Шмелев всю свою жизнь страдал от посредственности, которую наблюдал вокруг себя, особенно в эмиграции. Его могли очаровать парижские улочки, заворожить необычность знаменитого собора Нотр-Дам, но сам стиль европейской жизни ему был глубоко чужд. И в противовес обществу, лишенному религиозных ценностей, он создал идеальных героев из "Неупиваемой Чаши", "Истории любовной", "Солдат", "Лета Господня", "Богомолья", "Путей небесных", из многих своих рассказов и очерков.
Л. Суровова
Повести
Богомолье
О, вы, напоминающие о Господе! не умолкайте…
Исаии, гл, 62, ст. 6
Царский золотой
Петровки, самый разгар работ, – и отец целый день на стройках. Приказчик Василь Василич и не ночует дома, а все в артелях. Горкин свое уже отслужил – "на покое", – и его тревожат только в особых случаях, когда требуется свой глаз. Работы у нас большие, с какой-то "неустойкой": не кончишь к сроку – можно и прогореть. Спрашиваю у Горкина: "Это что же такое – прогореть?"
– А вот скинут последнюю рубаху – вот те и прогорел!
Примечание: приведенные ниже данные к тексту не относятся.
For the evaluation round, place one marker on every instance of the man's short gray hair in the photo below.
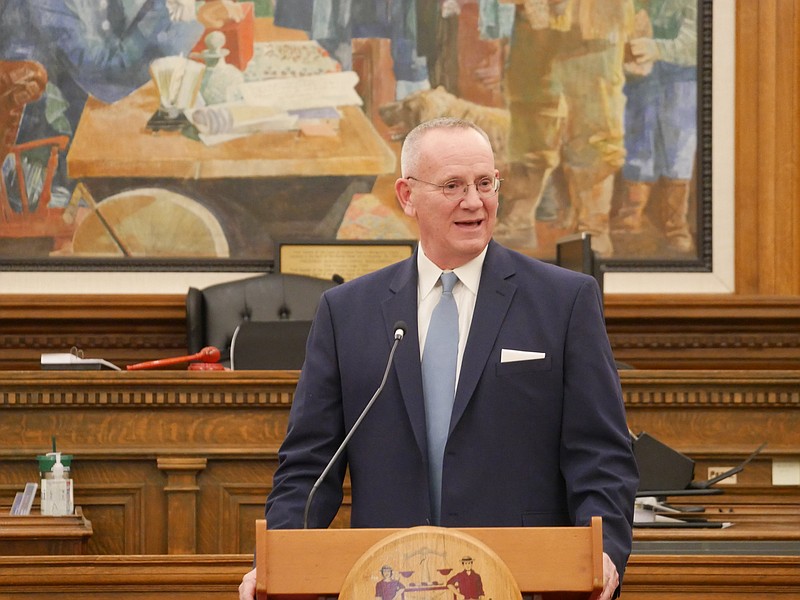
(409, 156)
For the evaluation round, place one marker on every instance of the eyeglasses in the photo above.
(456, 189)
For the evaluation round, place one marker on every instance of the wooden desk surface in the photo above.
(208, 442)
(111, 141)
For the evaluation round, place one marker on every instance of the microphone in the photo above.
(209, 354)
(399, 332)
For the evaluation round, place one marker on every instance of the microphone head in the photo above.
(209, 354)
(400, 330)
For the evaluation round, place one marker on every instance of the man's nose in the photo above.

Как прогорают-то… очень просто.
А с народом совсем беда: к покосу бегут домой, в деревню, и самые-то золотые руки. Отец страшно озабочен, спешит-спешит, летний его пиджак весь мокрый, пошли жары; Кавказка все ноги отмотала по постройкам, с утра до вечера не расседлана. Слышишь – отец кричит:
– Полуторное плати, только попридержи народ! Вот бедовый народишка… рядились, черти, – обещались не уходить к покосу, а у нас неустойки тысячные… Да не в деньгах дело, а себя уроним. Вбей ты им, дуракам, в башку… втрое ведь у меня получат, чем со своих покосов!..
– Вбивал-с, всю глотку оборвал с ними… – разводит беспомощно руками Василь Василич, заметно похудевший, – ничего с ими не поделаешь, со спокон веку так. И сами понимают, а… гулянки им будто, травкой побаловаться. Как к покосу – уж тут никакими калачами не удержать, бегут. Воротятся – приналягут, а покуда сбродных попринаймем. Как можно-с, к сроку должны поспеть, будь-покойны-с, уж догляжу.
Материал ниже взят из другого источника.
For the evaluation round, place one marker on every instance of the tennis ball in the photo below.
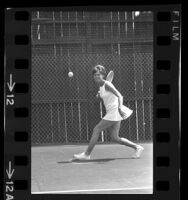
(137, 13)
(70, 74)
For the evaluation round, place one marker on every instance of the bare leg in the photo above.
(114, 133)
(103, 124)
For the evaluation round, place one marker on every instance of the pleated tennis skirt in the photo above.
(113, 114)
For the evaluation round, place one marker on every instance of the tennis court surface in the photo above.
(111, 170)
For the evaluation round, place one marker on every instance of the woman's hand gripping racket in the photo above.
(109, 78)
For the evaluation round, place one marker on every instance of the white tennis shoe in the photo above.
(138, 152)
(82, 156)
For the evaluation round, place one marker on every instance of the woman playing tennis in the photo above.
(115, 113)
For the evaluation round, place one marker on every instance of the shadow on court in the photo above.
(111, 170)
(92, 160)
То же говорит и Горкин, – а он все знает: покос – дело душевное, нельзя иначе, со спокон веку так; на травке поотдохнут – нагонят.
Ранним утром, солнце чуть над сараями, а у крыльца уже шарабан. Отец сбегает по лестнице, жуя на ходу калачик, прыгает на подножку, а тут и Горкин, чего-то ему надо.
– Что тебе еще?.. – спрашивает отец тревожно, раздраженно. – Какой еще незалад?
– Да все, слава богу, ничего. А вот, хочу вот к Сергию Преподобному сходить помолиться, по обещанию… взад-назад.
Отец бьет вожжой Чалого и дергает на себя. Чалый взбрыкивает и крепко сечет по камню.
– Ты еще… с пустяками! Так вот тебе в самую горячку и приспичило? Помрешь – до Успенья погодишь?..
Отец замахивается вожжой – вот-вот укатит.
– Это не пустяки – к Преподобному сходить помолиться… – говорит Горкин с укоризной, выпрастывая запутавшийся в вожже хвост Чалому. – Теплую бы пору захватить. А с Успенья ночи холодные пойдут, дожжи… уж нескладно итить-то будет. Сколько вот годов все сбираюсь…
– А я тебя держу? Поезжай по машине, в два дня управишься. Сам понимаешь, время горячее, самые дела, а… как я тут без тебя? Да еще, не дай бог, Косой запьянствует…
– Господь милостив, не запьянствует… он к зиме больше прошибается. А всех делов, Сергей Иваныч, не переделаешь. И годы мои такие, и…
– А, помирать собрался?
– Помирать не помирать, это уж Божья воля, а… как говорится, – делов-то пуды, а она – туды!